The Cassini probe will be making a close flyby of Saturn's ocean bearing moon, Enceladus, in order to understand more about its subsurface oceans.
NASA’s Cassini probe will be making its final fly around of Saturn’s ocean-bearing moon, Enceladus.
According to Fox News, Cassini will fly by Enceladus at a distance of 3,106 miles on Saturday at 9:49 a.m. PST, taking the final close up pictures planned for the ocean moon.
However, although this marks Cassini’s final close range flyby, it will continue to orbit Enceladus and take more spectacular pictures of the unique moon, but from a greater distance. The Cassini mission is planed to continue observing Enceladus until at least September 2017, but at a distance that is four times further than where it will be on Saturday.
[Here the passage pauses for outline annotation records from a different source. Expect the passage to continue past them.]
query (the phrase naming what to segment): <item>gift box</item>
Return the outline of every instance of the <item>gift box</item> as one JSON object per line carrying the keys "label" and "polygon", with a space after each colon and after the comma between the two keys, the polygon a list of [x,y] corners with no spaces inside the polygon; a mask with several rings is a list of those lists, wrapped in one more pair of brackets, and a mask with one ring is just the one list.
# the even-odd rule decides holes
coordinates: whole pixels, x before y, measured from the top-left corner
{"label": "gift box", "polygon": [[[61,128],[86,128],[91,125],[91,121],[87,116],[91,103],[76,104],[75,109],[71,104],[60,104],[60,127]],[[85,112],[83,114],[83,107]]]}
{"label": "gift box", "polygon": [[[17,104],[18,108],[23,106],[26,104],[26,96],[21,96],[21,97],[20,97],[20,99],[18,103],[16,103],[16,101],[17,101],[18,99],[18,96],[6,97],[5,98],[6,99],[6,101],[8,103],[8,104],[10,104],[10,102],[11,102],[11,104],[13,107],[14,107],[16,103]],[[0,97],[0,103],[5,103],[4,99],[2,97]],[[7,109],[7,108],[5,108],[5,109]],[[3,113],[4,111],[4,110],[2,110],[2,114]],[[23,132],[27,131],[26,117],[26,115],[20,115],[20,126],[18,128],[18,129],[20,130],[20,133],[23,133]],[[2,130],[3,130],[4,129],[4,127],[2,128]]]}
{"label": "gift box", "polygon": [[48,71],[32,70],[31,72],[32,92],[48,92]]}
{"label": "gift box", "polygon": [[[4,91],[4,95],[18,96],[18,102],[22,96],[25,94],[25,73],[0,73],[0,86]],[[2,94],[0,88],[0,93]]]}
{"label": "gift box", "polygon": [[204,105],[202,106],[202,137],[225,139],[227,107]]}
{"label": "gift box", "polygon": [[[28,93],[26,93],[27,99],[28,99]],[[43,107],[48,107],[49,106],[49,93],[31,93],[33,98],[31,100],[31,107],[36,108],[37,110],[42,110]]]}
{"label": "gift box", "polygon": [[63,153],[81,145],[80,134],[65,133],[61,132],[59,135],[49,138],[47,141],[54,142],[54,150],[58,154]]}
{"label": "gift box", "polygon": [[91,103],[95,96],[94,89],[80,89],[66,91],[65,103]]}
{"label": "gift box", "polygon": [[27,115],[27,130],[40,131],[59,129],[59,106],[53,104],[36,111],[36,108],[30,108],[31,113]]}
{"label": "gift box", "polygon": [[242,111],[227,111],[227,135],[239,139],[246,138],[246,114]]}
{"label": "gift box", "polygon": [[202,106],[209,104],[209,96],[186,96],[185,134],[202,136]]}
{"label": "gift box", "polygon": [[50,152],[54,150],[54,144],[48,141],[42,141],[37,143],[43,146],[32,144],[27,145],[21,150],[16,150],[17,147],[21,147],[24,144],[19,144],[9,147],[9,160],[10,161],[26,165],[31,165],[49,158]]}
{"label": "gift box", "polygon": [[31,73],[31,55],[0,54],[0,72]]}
The point of Saturday’s close range flyby is to determine how much heat is coming through the ice from the moon’s interior. This information is curcial for NASA scientists to underrstand why there are peculiar gas and icy particles spraying continuously from the moon’s ocean, which resides beneath the surface of the planet.
“Understanding how much warmth Enceladus has in its heart provides insight into its remarkable geologic activity, and that makes this last close flyby a fantastic scientific opportunity,” Linda Spilker, Cassini project scientist at NASA’s Jet Propulsion Laboratory, Pasadena, California, said in a statement.
This trip will certainly be close to the surface of the moon, but Cassini has gotten closer in the past. The distance Cassini will fly on Saturday is the optimum distance to measure the heat coming from within Enceladus.
Mike Flasar, CIRS team lead at NASA’s Goddard Space Flight Center, said Cassini will be flying “not too close, not too far away.”
“It allows us to map a good portion of the intriguing south polar region at a good resolution.”
While Saturday’s flyby won’t result in as many spectacular image as fans of the Cassini missions might have come to expect — as a consequence of its relation to the dark south polar region — it will allow NASA to come to a better understanding of Saturn’s mysterious ocean bearing moons.